To be safe we need our yellow circle INSIDE the blue circle at ALL times.
We can increase the blue circle with training.
With this I mean all training not just weight lifting, this can mean more walking, yoga, pilates, taking the stairs, eating and sleeping better.
Trained individuals have a large BLUE circle, they have strengthened their bodies through the practice of balanced loading,
mobility work and lots of movement (left hand circles)
Untrained individuals have a small BLUE circle, they are more at risk from the same amount of stress as a trained individual (right hand circles)
Of course different stresses and positions can injure anyone, however having physical preparedness for what life throws at you can mean the difference from a slight twinge that is annoying....to a week in bed on painkillers.
Personally, I have a weak lower back in one place.
Ten years ago I got my self
signed off work for two weeks when shifting a huge TV in a move and twisting my back.

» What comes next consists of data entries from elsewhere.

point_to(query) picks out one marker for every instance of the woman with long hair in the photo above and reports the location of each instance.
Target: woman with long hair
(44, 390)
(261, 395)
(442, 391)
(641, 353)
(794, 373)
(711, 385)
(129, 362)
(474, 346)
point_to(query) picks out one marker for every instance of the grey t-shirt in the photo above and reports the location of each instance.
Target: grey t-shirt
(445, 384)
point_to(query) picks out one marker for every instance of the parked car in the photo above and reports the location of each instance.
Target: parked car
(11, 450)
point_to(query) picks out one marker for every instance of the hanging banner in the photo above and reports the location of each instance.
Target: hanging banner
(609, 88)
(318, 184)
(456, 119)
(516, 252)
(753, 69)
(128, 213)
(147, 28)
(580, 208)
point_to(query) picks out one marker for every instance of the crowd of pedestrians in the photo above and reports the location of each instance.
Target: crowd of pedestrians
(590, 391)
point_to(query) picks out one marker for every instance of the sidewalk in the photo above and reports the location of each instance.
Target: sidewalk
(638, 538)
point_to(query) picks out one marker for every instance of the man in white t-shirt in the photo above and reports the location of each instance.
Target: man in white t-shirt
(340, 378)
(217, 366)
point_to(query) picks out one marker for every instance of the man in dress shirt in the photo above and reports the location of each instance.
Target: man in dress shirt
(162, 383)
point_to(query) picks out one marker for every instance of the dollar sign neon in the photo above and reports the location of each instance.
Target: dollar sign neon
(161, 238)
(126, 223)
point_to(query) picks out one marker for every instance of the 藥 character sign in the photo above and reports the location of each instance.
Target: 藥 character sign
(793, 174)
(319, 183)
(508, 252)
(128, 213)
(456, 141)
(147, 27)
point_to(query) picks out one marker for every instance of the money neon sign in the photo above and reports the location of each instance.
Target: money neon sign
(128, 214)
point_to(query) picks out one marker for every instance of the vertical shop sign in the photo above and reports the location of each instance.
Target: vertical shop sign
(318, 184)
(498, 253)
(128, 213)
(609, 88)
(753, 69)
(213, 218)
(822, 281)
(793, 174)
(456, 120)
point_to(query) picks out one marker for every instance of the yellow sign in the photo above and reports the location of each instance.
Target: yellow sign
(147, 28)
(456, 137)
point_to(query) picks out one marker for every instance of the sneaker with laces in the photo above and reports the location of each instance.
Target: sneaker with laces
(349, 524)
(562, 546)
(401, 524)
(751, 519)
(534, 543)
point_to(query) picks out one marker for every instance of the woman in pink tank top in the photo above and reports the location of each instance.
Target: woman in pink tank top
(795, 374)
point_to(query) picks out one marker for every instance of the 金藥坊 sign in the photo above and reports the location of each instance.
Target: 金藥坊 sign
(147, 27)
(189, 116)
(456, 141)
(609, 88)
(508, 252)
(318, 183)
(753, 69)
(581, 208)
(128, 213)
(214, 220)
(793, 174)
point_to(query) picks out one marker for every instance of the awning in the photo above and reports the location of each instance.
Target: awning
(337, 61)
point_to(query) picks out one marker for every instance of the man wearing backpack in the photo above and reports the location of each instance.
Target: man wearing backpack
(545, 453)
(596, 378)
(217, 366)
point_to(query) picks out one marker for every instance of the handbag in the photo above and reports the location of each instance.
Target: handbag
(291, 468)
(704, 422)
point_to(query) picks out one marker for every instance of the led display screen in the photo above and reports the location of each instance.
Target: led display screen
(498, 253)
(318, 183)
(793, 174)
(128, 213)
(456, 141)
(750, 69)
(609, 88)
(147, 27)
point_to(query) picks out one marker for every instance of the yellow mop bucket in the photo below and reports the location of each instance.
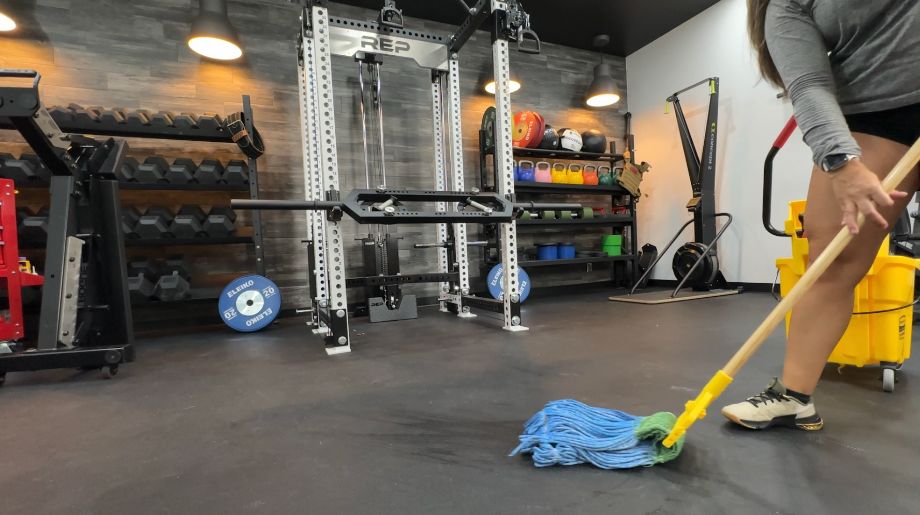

Now I still tweak the same place from time to time yet I'm back in action after a bit of stretching...the difference:
- 12 years of lifting weights, stretching and trying my best to be healthy has strengthened my muscles, especially the ones around my spine
- I have stronger bones, these increase in density when loads are applied (it is why osteoporosis sufferers are told to do light weight training!)
- I am more skilled with form
- I know my limits
- I take warm ups and recovery time REALLY seriously
- I have a better recovery rate, muscles that are used are
full of vital nutrients and hormones
- My joints are more mobile so if I did fall it would take more to twist them
- One often overlooked response to more movement and training is also prevalent...we get less accident prone the more practiced we are with more movement!
When I dumped the TV a few years back I also noticed how much lighter it felt,
even flinging it into the pile of old TVs at the dump didn't cause any issues.
My oldest client is 87.
From our first consultation her goal was to be able to sit down and get up from the ground 10 x a day.
She had had a minor fall a year before and the most upsetting thing to her was that she had to be helped to
her feet by passers by.
She wanted her dignity back
We had to move really slowly and progress gradually. Just getting her to a kneeling position took a few sessions and her Doctor was well involved in the process.
We got there, and by just learning an exercise called the
'get up' she has more confidence, gets out more as uneven pavements now don't pose such a risk and is moving her joints OUTSIDE of the movement she does on a day to day basis.
Protecting ourselves is important of course, however are we too protected by convenience?
What have you done to increase your BLUE circle today and get more robust?